Sunday, June 19, 2011
I am feeling the love these days. Next week, I will leave the job I’ve held for nearly a decade. Already, the hugs have started from co-workers. Already, the email messages of thanks, the stories of memories we shared and even those we didn’t, and the looming spectre of the goodbye pizza party. As if all the love came out of hiding. It leaves me to wonder, after next week, where will it go?
John Gorka said, “People love you when they know you’re leaving soon.” Certainly, endings amplify feelings already there. With some people, it’s okay to say, “Yes, I’ll stay in touch, I’ll come back to visit,” and not really mean it. But I also have friendships I would be sad to see end, that I hope will survive outside the familiar context. It has worked for me sometimes, but many times, it hasn’t. There are more ways than ever to keep in touch these days, but it still comes down to the free will of both people.
A song called “The Tree” by Blitzen Trapper found its way into my head this week. It suggests that all our relationships connect us to others in the way a tree is made up of interconnected branches. Our bonds to friends and loved ones are there for us throughout our lives, as a tree that grows from the ground to the sky, “never-ending.” As the tree is a living organism, our relationships too remain alive, a chain connecting us to each other, to the twists and turns of fate, and to the universe.
It’s not a new metaphor, but it’s an appealing one. What a comforting thought that as we go along in life, we can simply reach out to the people we need, when we need them, as if reaching to the next branch on a tree. But is that overly idealistic?
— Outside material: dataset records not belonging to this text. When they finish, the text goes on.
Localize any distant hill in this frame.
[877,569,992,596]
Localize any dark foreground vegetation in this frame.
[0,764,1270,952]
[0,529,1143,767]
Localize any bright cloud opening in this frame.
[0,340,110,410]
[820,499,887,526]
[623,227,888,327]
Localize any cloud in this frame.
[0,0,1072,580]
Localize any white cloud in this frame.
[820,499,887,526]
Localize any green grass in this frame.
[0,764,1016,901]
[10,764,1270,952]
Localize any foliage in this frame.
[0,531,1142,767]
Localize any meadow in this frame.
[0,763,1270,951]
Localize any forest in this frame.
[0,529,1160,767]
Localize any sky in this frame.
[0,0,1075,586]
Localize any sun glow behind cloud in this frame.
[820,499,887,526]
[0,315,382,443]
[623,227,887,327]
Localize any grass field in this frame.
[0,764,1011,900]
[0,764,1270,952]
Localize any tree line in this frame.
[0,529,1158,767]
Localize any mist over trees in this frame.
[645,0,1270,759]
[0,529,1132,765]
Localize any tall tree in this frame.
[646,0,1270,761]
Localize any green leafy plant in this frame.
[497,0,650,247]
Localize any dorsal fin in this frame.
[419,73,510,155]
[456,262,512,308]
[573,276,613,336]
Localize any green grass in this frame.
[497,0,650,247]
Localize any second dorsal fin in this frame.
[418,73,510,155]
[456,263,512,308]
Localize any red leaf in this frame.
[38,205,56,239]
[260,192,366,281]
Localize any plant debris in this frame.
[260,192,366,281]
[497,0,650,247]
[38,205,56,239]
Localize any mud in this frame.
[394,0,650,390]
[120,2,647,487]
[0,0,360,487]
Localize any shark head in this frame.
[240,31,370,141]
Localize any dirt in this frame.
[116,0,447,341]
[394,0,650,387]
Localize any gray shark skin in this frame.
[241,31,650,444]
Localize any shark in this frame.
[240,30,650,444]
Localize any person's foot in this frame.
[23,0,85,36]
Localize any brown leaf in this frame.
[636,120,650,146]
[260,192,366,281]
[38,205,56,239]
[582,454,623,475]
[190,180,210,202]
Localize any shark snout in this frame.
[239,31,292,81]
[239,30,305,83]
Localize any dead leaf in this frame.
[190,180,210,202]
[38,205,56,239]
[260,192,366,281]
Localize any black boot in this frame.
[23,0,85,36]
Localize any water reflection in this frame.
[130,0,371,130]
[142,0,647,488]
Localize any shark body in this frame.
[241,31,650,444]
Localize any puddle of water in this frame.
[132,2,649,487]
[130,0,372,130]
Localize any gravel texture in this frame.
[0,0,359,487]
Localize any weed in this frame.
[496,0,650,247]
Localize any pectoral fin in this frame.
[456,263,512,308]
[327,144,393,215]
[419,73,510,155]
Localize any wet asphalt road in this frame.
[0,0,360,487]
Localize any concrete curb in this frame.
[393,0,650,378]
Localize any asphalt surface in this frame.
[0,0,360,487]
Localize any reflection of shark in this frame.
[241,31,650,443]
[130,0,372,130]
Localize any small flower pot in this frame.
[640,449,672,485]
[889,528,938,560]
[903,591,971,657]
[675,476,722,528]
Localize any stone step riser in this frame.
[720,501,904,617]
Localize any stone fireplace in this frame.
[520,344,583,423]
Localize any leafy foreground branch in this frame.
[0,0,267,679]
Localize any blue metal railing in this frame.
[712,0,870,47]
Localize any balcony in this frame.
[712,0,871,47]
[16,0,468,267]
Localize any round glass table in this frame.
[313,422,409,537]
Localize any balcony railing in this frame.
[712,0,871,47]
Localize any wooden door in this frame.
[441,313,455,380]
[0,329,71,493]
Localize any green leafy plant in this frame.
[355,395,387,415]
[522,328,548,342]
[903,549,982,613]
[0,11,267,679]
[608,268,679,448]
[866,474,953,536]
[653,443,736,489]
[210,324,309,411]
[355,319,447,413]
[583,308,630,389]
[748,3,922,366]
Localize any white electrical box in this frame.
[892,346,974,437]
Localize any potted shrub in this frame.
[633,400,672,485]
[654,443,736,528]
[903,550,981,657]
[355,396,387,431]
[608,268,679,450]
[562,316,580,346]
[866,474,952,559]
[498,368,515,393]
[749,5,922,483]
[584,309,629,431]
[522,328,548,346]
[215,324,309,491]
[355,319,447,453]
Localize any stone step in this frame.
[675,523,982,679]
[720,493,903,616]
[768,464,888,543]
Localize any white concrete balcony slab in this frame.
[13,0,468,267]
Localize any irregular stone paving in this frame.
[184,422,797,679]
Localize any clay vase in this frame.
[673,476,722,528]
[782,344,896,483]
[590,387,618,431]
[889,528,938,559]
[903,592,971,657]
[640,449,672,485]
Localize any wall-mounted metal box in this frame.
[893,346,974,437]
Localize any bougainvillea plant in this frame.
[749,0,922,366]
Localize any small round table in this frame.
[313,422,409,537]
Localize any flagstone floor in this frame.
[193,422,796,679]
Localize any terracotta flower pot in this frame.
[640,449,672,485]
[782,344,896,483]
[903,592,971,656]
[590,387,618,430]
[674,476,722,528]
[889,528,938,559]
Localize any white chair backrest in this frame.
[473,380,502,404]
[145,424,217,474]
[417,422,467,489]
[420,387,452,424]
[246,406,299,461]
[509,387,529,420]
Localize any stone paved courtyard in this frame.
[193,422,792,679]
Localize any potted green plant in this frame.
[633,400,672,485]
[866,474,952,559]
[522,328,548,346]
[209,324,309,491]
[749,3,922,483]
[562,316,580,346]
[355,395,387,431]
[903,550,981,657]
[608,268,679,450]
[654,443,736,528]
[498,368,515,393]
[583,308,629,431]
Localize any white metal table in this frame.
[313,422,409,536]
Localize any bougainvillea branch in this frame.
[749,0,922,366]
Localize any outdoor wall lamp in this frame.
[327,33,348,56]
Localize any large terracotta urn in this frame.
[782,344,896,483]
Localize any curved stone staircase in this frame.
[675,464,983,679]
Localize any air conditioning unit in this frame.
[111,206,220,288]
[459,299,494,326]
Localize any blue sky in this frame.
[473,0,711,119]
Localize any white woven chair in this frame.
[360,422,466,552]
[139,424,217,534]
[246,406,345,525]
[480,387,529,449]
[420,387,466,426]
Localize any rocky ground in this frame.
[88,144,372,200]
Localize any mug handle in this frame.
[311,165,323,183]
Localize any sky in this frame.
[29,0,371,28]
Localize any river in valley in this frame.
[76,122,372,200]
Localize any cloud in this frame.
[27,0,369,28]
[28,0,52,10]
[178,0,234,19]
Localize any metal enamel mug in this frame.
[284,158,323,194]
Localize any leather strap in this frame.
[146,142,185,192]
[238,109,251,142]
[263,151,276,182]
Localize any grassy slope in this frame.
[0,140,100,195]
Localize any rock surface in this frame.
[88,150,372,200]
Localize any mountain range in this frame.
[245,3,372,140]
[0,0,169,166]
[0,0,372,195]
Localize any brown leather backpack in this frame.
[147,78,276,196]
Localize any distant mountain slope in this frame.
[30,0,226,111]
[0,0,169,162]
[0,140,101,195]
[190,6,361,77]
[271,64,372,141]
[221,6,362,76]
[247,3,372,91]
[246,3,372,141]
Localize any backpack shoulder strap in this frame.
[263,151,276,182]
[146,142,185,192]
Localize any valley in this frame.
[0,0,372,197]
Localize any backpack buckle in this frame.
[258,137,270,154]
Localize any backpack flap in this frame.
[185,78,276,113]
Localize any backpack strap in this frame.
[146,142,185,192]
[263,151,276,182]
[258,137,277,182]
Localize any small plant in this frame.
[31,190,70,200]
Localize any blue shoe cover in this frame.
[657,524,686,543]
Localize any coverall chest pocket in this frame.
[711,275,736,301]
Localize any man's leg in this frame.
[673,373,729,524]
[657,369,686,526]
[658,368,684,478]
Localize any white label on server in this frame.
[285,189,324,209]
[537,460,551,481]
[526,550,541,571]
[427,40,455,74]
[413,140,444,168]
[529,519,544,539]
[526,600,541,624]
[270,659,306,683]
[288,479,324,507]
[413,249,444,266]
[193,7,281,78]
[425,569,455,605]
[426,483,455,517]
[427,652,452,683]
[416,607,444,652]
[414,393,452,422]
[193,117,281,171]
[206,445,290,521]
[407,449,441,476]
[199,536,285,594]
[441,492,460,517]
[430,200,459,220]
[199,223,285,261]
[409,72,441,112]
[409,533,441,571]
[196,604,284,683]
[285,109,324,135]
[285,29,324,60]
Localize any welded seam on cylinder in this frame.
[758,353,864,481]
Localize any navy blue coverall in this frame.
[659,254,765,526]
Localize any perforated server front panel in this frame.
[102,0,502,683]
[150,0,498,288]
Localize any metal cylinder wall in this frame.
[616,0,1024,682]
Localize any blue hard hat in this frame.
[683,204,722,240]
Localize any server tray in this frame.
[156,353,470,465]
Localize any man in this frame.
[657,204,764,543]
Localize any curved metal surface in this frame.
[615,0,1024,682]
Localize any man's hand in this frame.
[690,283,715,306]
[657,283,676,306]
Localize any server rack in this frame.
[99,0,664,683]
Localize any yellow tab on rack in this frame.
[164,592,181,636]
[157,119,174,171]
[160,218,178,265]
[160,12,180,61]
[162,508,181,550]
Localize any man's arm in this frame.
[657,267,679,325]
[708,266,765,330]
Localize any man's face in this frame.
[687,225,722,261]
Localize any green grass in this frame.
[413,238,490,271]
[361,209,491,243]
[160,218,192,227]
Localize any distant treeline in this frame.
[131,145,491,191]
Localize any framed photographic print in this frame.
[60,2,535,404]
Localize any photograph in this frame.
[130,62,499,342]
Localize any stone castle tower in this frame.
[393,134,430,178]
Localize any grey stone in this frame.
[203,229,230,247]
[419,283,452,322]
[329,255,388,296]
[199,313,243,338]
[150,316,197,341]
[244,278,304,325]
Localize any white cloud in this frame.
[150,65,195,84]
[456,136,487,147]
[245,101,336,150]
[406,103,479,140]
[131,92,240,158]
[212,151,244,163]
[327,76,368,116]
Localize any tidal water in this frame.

It is human nature to love and to connect. If these things are so important to us, why is it so difficult to stay connected? Why are there people who say they don’t feel a connection to anyone? Some are afraid to let others get too close, or that they drive others away. Some say no one else has been able to know them the way they’d like to be known. They have known love in their life, and they wonder where it went. I admit I feel unsure myself sometimes. Do any of us really feel sure?
My own tree has branches that are vibrant and branches that are dormant. It needs constant feeding to grow and remain strong. Different branches need different care. Relationships take time and they take work. But they can surprise us. When a relationship is meant to last, it doesn’t feel like work, and it will find a way.
When I change jobs, as with any life transition, branches will shift. It’s inevitable. The love I’m feeling from co-workers now will go somewhere. I want to believe it won't go away. I believe it will be there, wherever, whenever I need it. I won't worry about how. Maybe I’m not meant to understand, as the song says.